Adria opened her eyes. “You didn’t ask?”
“No.” His task had been to watch, to learn, to make contacts. While SnowDancer’s relationship with the Alliance had thawed enough that the pack was willing to do some business with the group that represented a vast network of human enterprises, neither party was anywhere close to ready to share secrets.
“If she runs their comm team, she must be intelligent.”
“No doubt,” he said, mind filling with echoes of the conversations they’d had while he fought his most primal instincts to steal what time he could with her. “But the first thing I noticed about her was her laugh.” Gentle and warm and so alive. “My wolf wanted to roll around in it.”
He’d never forget walking into the ball in Venice, the sight of her a punch to the solar plexus, the thick mass of her shoulder-length hair shining in the light, such a pure gold it hurt. “She’s tiny, five feet one maybe, but you don’t notice that when you first meet her.” All he’d noticed was the feminine strength of her.
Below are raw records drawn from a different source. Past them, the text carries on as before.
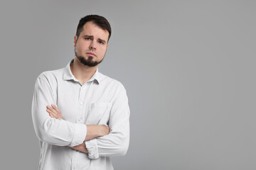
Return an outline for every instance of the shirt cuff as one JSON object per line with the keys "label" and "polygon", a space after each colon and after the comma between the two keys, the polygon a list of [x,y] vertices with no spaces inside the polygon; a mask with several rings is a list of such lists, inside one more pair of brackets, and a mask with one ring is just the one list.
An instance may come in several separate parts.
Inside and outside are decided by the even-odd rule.
{"label": "shirt cuff", "polygon": [[98,147],[96,139],[87,140],[85,142],[86,149],[88,151],[88,157],[90,159],[97,159],[100,157]]}
{"label": "shirt cuff", "polygon": [[86,134],[87,134],[86,125],[82,123],[75,123],[74,137],[72,140],[70,146],[75,147],[82,144],[85,141]]}

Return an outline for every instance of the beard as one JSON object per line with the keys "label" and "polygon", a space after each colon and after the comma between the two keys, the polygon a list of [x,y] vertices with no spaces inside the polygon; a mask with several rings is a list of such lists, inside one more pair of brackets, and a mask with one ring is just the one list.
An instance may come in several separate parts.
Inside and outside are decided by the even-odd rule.
{"label": "beard", "polygon": [[89,66],[89,67],[95,67],[97,66],[97,64],[99,64],[105,58],[105,55],[104,57],[102,60],[100,60],[100,62],[97,61],[92,61],[93,57],[91,56],[89,56],[87,59],[85,59],[84,57],[79,55],[78,54],[78,52],[75,51],[75,57],[77,57],[77,58],[78,59],[78,60],[84,65],[85,66]]}

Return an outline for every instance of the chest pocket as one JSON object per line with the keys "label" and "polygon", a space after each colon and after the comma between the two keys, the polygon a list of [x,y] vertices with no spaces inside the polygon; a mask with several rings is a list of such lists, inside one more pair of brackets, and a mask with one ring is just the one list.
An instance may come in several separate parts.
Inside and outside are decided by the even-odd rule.
{"label": "chest pocket", "polygon": [[87,125],[107,125],[112,104],[110,103],[92,103],[86,118]]}

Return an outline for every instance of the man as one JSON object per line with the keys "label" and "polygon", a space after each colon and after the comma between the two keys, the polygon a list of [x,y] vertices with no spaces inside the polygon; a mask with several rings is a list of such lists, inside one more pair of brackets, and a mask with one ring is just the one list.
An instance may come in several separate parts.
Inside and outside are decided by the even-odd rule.
{"label": "man", "polygon": [[126,154],[126,91],[97,69],[110,35],[104,17],[81,18],[74,38],[74,60],[37,78],[32,118],[40,140],[39,169],[113,169],[110,157]]}

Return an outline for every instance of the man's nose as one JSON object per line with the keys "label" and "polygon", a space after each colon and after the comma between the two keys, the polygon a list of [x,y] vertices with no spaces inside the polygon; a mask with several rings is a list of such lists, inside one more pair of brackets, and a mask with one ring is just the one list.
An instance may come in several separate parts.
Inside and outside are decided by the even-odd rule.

“I met with her a number of times—the company she heads produces certain comm technology that could be useful to SnowDancer.” Alone in an office with her, he’d wanted to lunge across the desk separating them, nuzzle his face into her neck, bite her, mark her. “She felt something, too. I could sense it. It rattled her.” Because Lisette was a faithful, loving wife. “I knew she’d hate herself if she ever betrayed Emil.”
“She sounds like someone I’d like.”
Thinking of the strong, compassionate woman Adria called sister, he said, “Yes, I think you would.” Lisette and Tarah had the same gentle steel to them, the same inviting openness of spirit.
Realizing he was completely curled around her, the arm he’d placed under her head bent to wrap over her upper chest, he played her braid through his fingers. “Do you have to go anywhere this morning?” It was seven thirty, the den’s corridors certain to be filled with packmates starting their day.
“No.” Her lashes closed, throwing charcoal shadows onto her cheekbones.
Exhaling quietly, he closed his own eyes and slept with her, skin to skin, his wolf finding unexpected peace in the nearness of a packmate who didn’t judge, didn’t ask things from him he couldn’t give, and who shared her body with a rare kindness of spirit. Adria Morgan was a woman he would never forget, no matter if their liaison lasted a week or a year.
HAWKE glanced at Sienna. She’d been pensive since they’d left the home of Mercy’s parents ten minutes earlier—where Mercy and Riley had broken the news of Mercy’s pregnancy to their respective alphas, though both Hawke and Lucas had known the instant they got within ten feet of the redhead. It was funny how that worked—the previous night, they’d had no clue, but now that Riley knew, it was as if Mercy’s leopard had decided it was okay to allow others in on the secret.
Hawke and Lucas’s unhidden glee at this most primal seal on the DarkRiver-SnowDancer alliance had garnered them a snarl, though everyone was too goofy with happiness to work up any kind of a good mad. However, right that second, his mind wasn’t on the news that had delighted his wolf enough to put it in harmony with the leopard alpha.
“Hey,” he said, switching the car into hover mode to ensure he didn’t crush any of the tiny forest plants in this area. “Are you pining for your country music?” She’d forgotten her portable music player, which she usually connected to the onboard stereo. “Cruel and unusual punishment, that stuff.”
“You liked the one we slow danced to last night.”
“I tolerated it.” The truth was, when they danced, he didn’t hear anything but the whisper of her breath, the beat of her heart, the low murmur of her voice. “Talk to me, baby.” It sounded like an order, and yeah, it kind of was.
A narrow-eyed glance aimed his way. “I should refuse on principle.”
“What if I say please?”
Sienna’s laugh was soft, intimate, that of a woman who knew him, accepted him. She never let it slide when she thought he was pulling shit, but she didn’t bust his ass for acting who he was—an alpha wolf. “I was thinking,” she said, her laughter fading, “about children. We’ve never talked about it.”
It was the last thing he’d expected her to say. “You want babies?”
Out of the corner of his eye, he saw Sienna sink her teeth into her lower lip. “I didn’t really consider it before. Because…”
“I know.” His hands tightened on the manual steering wheel at the reminder that she’d lived her life believing she’d die before she ever had a chance to live.
“I’m still scared.” A quiet confession.
Wolf sensing her need, he found a clearing and pulled into it, setting the car down so he could turn, brace his arm along the back of her seat. It wasn’t enough, not for either part of him. Shoving back his seat, he slid her across and into his lap. She came without the least protest, a silent indication of just how troubled she was feeling.
“We have years,” he said. “There’s no rush.”
She sat up so she could look into his face. “It’s not that.”
“Talk to me.”
“It’s a genetic mutation, the X-marker, appearing randomly in the population,” she said, a quiet urgency in her every word, “but there is a very high probability I’ll pass it on to any child I conceive, and I won’t do that, Hawke. I won’t.”